When I first qualified as a nutritional advisor, I was completely gung-ho about food. Armed with shiny new knowledge, I genuinely believed that if I could just teach people what to eat, everything would fall into place.
I wanted to help everyone navigate the confusing maze of advice, trends, and outright nonsense that surrounds nutrition. Eat this. Don’t eat that. Superfoods! Demon foods! Surely clarity was the missing piece.
How wrong I was… and honestly, thank you for the lesson.
Most people already know the basics
Here’s the uncomfortable truth: most people already know what “good” and “bad” food looks like. They know vegetables are helpful, ultra-processed foods less so, and that living on coffee and biscuits probably isn’t a long-term wellness strategy.
The problem isn’t a lack of information.
The problem is implementation.
We don’t fail because we don’t know what to do. We fail because life happens. Stress happens. Old habits show up uninvited. Emotions grab the steering wheel. And suddenly the best intentions are no match for a long day, a tired brain, or a loud inner critic.
Knowledge doesn’t change behaviour – thoughts do
This is where cognitive behaviour coaching becomes the missing link.
Our thoughts drive our behaviours. If the internal dialogue says:
- “I’ve already messed up today, so what’s the point?”
- “I’m terrible at sticking to things.”
- “I’ll start again on Monday.”
…then no amount of nutrition knowledge will save the day.
Cognitive behaviour coaching helps people notice these patterns, challenge them, and gently rewrite them. Not with shame. Not with willpower boot camps. But with curiosity, compassion, and practical tools that work in real life.
A humbling lesson from a client
Early on, I worked with a client who seemed like the perfect candidate for success. They were engaged, interested, and absorbed every piece of nutrition advice I gave them.
And yet… nothing changed.
Weeks went by. Then months. The plan was solid. The knowledge was there. But the behaviour stayed stubbornly the same.
At the time, I felt like I had failed them.
Looking back, I realise something far more important: I didn’t yet understand that food was only half the equation. I was trying to solve a behavioural problem with information alone.
What my client actually needed was support around how they thought, not just what they ate. They needed help unpacking beliefs around perfection, fear of failure, emotional eating, and the pressure to “get it right”. Once those pieces were addressed, nutrition finally had somewhere to land.
Lasting change comes from three equally important parts:
- The what you know – understanding your the food
- Changing your thoughts – understanding how your thoughts are sabotaging your wellness goals
- Implimenting new behaviours – nurturing a stronger mindset which aligns with your goals.
Miss either part, and progress becomes fragile.
Compassion over perfection
The goal isn’t to eat perfectly.
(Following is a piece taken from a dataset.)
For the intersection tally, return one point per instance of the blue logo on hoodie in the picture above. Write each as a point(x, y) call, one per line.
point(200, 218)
It’s to build a relationship with food that’s flexible, kind, and sustainable. Cognitive behaviour coaching creates space for mistakes, learning, and growth—without turning every slip up into a personal failure.
When nutrition advice is paired with behavioural coaching, people don’t just know what to do. They actually start doing it.
And that, in my experience, is where real healing begins.